Use case
Startup or growth-company fundraising
Download the CSV, open it in Excel or Google Sheets, customise the rows, then upload the finished index to Data Room Builder. The columns are intentionally simple: Level 1, Level 2, Level 3 and Notes.
| Level 1 | Level 2 | Level 3 | Notes |
|---|---|---|---|
| 01 Investor Materials | Pitch deck | — | Current investor deck |
| 01 Investor Materials | Executive summary | — | One-page overview if available |
| 02 Company and Governance | Cap table | — | Current and pro forma |
| 03 Financials and Metrics | Financial model | — | Forecast, assumptions and cash runway |
| 03 Financials and Metrics | KPI dashboard | — | ARR/MRR, retention, pipeline or relevant metrics |
| 04 Product and Technology | Product roadmap | — | Current and planned roadmap |
| 05 Customers and Market | Customer references | — | Only if approved for sharing |
| 06 Legal and IP | IP ownership | — | Assignments, registrations and licence agreements |
Implementation tips
- Keep the investor room lighter than an M&A room; focus on decision-driving material first.

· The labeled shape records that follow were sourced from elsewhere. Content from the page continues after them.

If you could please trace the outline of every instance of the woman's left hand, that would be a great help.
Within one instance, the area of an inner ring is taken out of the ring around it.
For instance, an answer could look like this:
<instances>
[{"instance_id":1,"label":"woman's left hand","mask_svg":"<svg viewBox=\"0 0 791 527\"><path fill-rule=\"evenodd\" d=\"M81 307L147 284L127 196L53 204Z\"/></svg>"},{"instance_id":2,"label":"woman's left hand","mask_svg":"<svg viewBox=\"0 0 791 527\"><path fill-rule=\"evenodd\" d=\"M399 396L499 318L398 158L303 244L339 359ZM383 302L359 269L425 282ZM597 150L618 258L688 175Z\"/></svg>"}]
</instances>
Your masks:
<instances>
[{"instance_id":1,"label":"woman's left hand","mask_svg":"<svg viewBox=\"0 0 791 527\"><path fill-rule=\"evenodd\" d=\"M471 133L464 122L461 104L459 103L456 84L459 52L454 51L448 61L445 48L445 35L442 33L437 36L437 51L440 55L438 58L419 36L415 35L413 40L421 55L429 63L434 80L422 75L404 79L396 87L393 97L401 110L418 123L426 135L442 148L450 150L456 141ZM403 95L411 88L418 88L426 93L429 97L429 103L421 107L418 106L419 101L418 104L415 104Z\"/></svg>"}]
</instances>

- Use restricted folders for sensitive customer, employee or IP materials.
- Prepare a clean version before sharing broadly with top-of-funnel investors.
FAQs
What should be in an investor data room?
Usually pitch materials, cap table, governance documents, financial model, KPIs, product information, market/customer evidence and key legal/IP documents.
Should I share everything before a term sheet?
No. Stage the room and share deeper diligence materials only when investor seriousness and confidentiality are clear.